Monday, August 1, 2011

Start-up Nation - Millennials as Entrepeneurs




An interesting book that I recently enjoyed reading is "Start-up nation". The author tells us about the infrastructure, support, capital and overwhelmingly nurturing culture that the Israeli government has created in order to foster start-up companies, esp in life-sciences.

Fast forward to 2011...a tough job market...and the # 1 employer of college graduates being Teach for America (> 46,000 applications last year!) and Andrew Yang has an idea and decides to launch Venture for America (VFA), which will attract our best and brightest grads to start-up companies in the US and plant an entrepreneurial seed in their mind, early in their careers. Interesting!  

The question remains, what is the best way to educate our future generations, particularly Millennials who are just graduating and entering a tough job market?

Some (Peter Thiel included) argue that education, in the traditional sense, is too costly and does not have value for certain people. Street smarts, starting a company, leading, and entrepreneurship are not skills best acquired in a classroom. But isn't there a baseline foundation that one needs before getting to all of that?  Peter's experiment is to offer a handful of students funding for their companies in exchange for not attending college and jumping right in.  Time will tell whether this proves to be a positive experience.

Increasingly, part of the debate has been home-schooling, online education, and most recently a new institution (Avenues) which turns the entire preparatory/Northeast feeder school curricula upside down and offers a unique educational model for our next generation.

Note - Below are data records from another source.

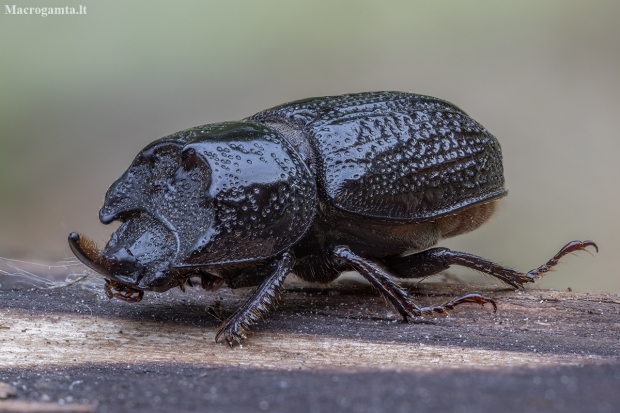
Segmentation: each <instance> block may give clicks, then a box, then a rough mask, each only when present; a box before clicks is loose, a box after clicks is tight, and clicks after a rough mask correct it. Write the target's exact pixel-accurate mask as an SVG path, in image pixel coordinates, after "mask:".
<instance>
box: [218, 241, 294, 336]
mask: <svg viewBox="0 0 620 413" xmlns="http://www.w3.org/2000/svg"><path fill="white" fill-rule="evenodd" d="M293 261H294V259H293V255H292V254H290V253H288V252H285V253H284V254H282V256H281V257H280V258H279V259H278V260H276V261H274V262H273V263H272V264H273V267H275V268H273V270H272V272H271V274H270V275H269V277H267V278H266V279H265V280H264V281H263V283H262V284H261V285H259V286H258V288H257V289H256V291H254V293H253V294H252V296H251V297H250V299H249V300H248V301H246V303H245V304H243V305H242V306H241V308H239V309H238V310H237V311H236V312H235V313H234V314H233V315H232V316H231V317H230V318H228V319H227V320H226V321H224V323H223V324H222V325H221V326H220V327H219V328H218V329H217V332H216V334H215V341H216V342H218V341H219V340H220V338H221V337H224V340H226V343H228V345H229V346H230V347H232V346H233V344H234V343H235V342H237V343H241V340H243V339H245V338H246V336H245V332H246V331H247V329H248V328H250V326H251V325H252V324H254V323H256V322H257V321H258V320H260V319H261V318H262V317H264V316H265V315H266V314H267V312H268V311H269V309H270V307H273V306H274V305H275V304H276V301H277V300H278V298H279V296H280V294H281V292H282V284H283V283H284V279H285V278H286V276H287V275H288V273H289V272H290V271H291V269H292V268H293V263H294V262H293Z"/></svg>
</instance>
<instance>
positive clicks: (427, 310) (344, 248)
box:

As someone who has invested a lot in my personal education, including ivy league school, graduate school, post-graduate training, and then sub-specialty training, I argue that there is tremendous value in a formal education. However, most of my important life lessons and the ethos of who I am, were formed outside of the classroom...and some really by chance. Those experiences have really colored the fiber of who I am....but all layered on a strong foundation of a formal education.